# Sentiment Classification with Multinomial Naive Bayes

In [1]:
import os
import numpy as np
import math
from sklearn.model_selection import train_test_split
from collections import Counter

## Data and Features Extraction

In [2]:
data_path = 'datasets/data-tagged/'
classes = [0, 1]

In [13]:
def process_file(filepath):
    """Given a file, returns a list of tokens for that file"""
    x = []
    with open(filepath, 'r') as f:
        for l in f:
            # Filter lines which consist only of new line operator
            if l == '\n':
                continue
            
            token, pos_tagging = l.split('\t')
            x.append(token)
    return x

def preprocess_data(datapath, sentiment='POS'):
    idx = 0
    X = []
    y = []
    sentiment_value = 1 if sentiment == 'POS' else 0
    
    # For file in the folder
    current_path = datapath + sentiment
    for f in os.listdir(current_path):
        x = process_file(current_path + '/' + f)
        X.append(x)
        y.append(sentiment_value)

    return X, y

def get_unigram_dictionary(X, cutoff=1):
    token_counter = Counter(np.concatenate(X))
    idx = 0
    token_to_idx = {}
    
    for x in X:
        for token in x:
            if token_counter[token] >= cutoff and token not in token_to_idx:
                token_to_idx[token] = idx
                idx += 1
                
    return token_to_idx

def get_bigram_dictionary(X, cutoff=1, token_to_idx={}):
    X_bigram = []
    for x in X:
        X_bigram += [(x[i], x[i + 1]) for i, _ in enumerate(x) if i < len(x) - 1 ]

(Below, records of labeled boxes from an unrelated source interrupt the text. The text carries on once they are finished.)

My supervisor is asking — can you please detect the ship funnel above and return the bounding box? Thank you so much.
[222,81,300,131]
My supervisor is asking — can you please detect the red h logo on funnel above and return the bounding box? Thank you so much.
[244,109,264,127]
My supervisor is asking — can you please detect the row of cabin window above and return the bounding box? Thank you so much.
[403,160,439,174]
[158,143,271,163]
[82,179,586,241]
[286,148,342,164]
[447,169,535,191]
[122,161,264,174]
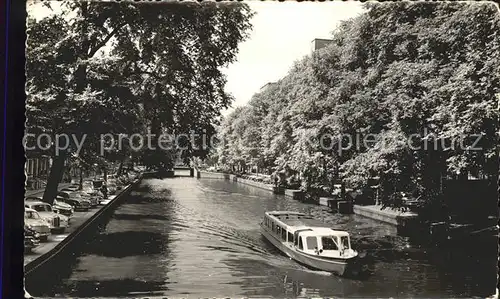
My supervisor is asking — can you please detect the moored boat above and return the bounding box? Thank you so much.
[260,211,361,276]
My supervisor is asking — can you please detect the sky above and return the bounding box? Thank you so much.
[223,1,363,114]
[29,1,363,115]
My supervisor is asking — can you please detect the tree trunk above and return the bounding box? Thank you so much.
[42,151,67,205]
[103,166,108,183]
[78,166,83,190]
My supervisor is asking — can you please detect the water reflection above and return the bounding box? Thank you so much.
[30,178,496,298]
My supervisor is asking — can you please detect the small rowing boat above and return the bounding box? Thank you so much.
[260,211,361,276]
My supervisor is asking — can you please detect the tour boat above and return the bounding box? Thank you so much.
[260,211,361,276]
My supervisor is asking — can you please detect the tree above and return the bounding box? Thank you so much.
[27,1,252,202]
[213,2,500,207]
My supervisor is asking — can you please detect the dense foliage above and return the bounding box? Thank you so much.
[213,2,500,206]
[26,1,252,204]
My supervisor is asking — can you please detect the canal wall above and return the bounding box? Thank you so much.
[196,170,417,226]
[24,176,142,276]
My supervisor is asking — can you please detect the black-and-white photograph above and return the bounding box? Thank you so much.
[22,0,500,299]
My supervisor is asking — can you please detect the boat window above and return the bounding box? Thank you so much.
[340,236,350,249]
[321,236,339,250]
[33,205,52,212]
[306,237,318,249]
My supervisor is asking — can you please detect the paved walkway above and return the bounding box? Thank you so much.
[24,183,71,197]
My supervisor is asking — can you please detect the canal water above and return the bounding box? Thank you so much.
[27,177,498,298]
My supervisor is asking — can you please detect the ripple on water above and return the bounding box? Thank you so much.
[30,178,496,298]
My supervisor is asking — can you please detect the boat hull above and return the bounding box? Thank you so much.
[260,226,359,276]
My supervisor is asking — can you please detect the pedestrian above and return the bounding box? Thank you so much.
[101,183,108,199]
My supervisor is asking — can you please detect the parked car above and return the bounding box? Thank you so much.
[52,199,75,218]
[25,196,74,218]
[24,208,50,242]
[24,201,69,233]
[57,191,91,211]
[71,191,100,207]
[24,224,40,252]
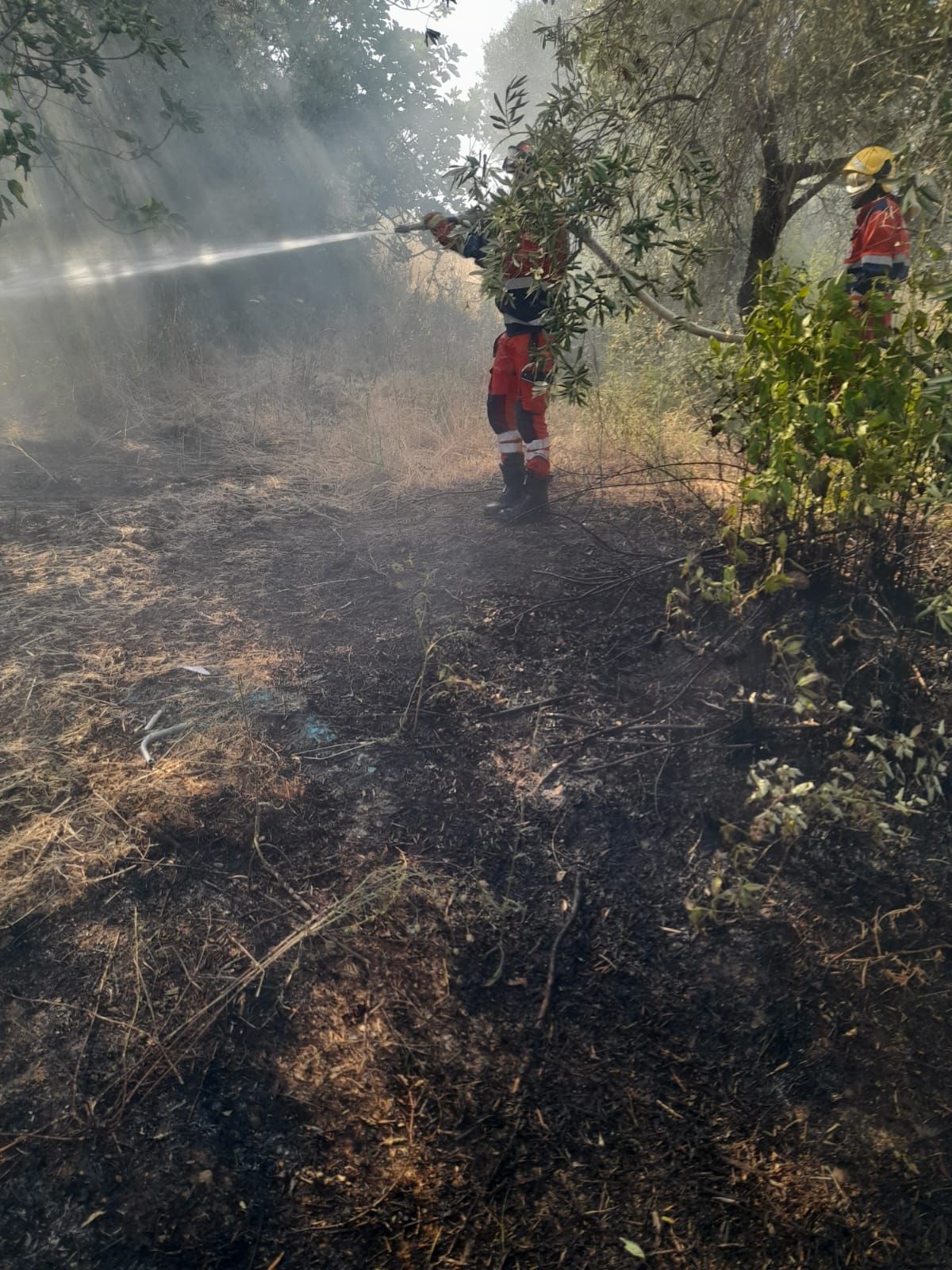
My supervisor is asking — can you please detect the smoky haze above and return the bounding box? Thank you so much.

    token_counter = Counter(X_bigram)
    idx = len(token_to_idx)
    
    for x in X:
        x_bigram = [(x[i], x[i + 1]) for i, _ in enumerate(x) if i < len(x) - 1 ]
        for token in x_bigram:
            if token_counter[token] >= cutoff and token not in token_to_idx:
                token_to_idx[token] = idx
                idx += 1
                
    return token_to_idx

def get_dictionary(X, cutoff=1, unigram=True, bigram=False):
    """
    Returns a dictionary which maps each token to its index in the feature space.
    Tokens which appear less times than specified by the cutoff are discarded
    """
    token_to_idx = {}
    if unigram:
        token_to_idx = get_unigram_dictionary(X, cutoff)
    if bigram:
        token_to_idx = get_bigram_dictionary(X, cutoff, token_to_idx)
    
    print("Generated {} features with cutoff of {}".format(len(token_to_idx), cutoff))
                    
    return token_to_idx

def featurize_data(X, token_to_idx):
    """Convert each sample from a list of tokens to a multinomial bag of words representation"""
    X_unigram_and_bigram = []
    for x in X:
        X_unigram_and_bigram.append(x + [(x[i], x[i + 1]) for i, _ in enumerate(x) if i < len(x) - 1 ])
        
    X_feat = []
    for x in X:
        x_feat = np.zeros((len(token_to_idx)))
        for token in x:
            if token in token_to_idx:
                x_feat[token_to_idx[token]] += 1
        X_feat.append(x_feat)
    
    return X_feat

In [14]:
# a = [[('aa', 'bb'), ('aa', 'ccc'), ('aa', 'bb')], [('aa', 'ccc'), ('aa', 'bbb')]]
# b = []

# for l in a:
#     for item in l:
#         b.append(item)
# b

In [15]:
X_pos, y_pos = preprocess_data(data_path, 'POS')
X_neg, y_neg = preprocess_data(data_path, 'NEG')

In [16]:
X_train = X_pos[:900] + X_neg[:900]
y_train = y_pos[:900] + y_neg[:900]

X_test = X_pos[900:] + X_neg[900:]
y_test = y_pos[900:] + y_neg[900:]

print("X_train has size {}".format(np.array(X_train).shape))
print("y_train has size {}".format(np.array(y_train).shape))
print()
print("X_test has size {}".format(np.array(X_test).shape))
print("y_test has size {}".format(np.array(y_test).shape))

X_train has size (1800,)
y_train has size (1800,)

X_test has size (200,)
y_test has size (200,)


In [24]:
X_train = X_pos[:90] + X_neg[:90]
y_train = y_pos[:90] + y_neg[:90]

X_test = X_pos[900:] + X_neg[900:]
y_test = y_pos[900:] + y_neg[900:]

In [25]:
token_to_idx = get_dictionary(X_train, cutoff=1, unigram=False, bigram=True)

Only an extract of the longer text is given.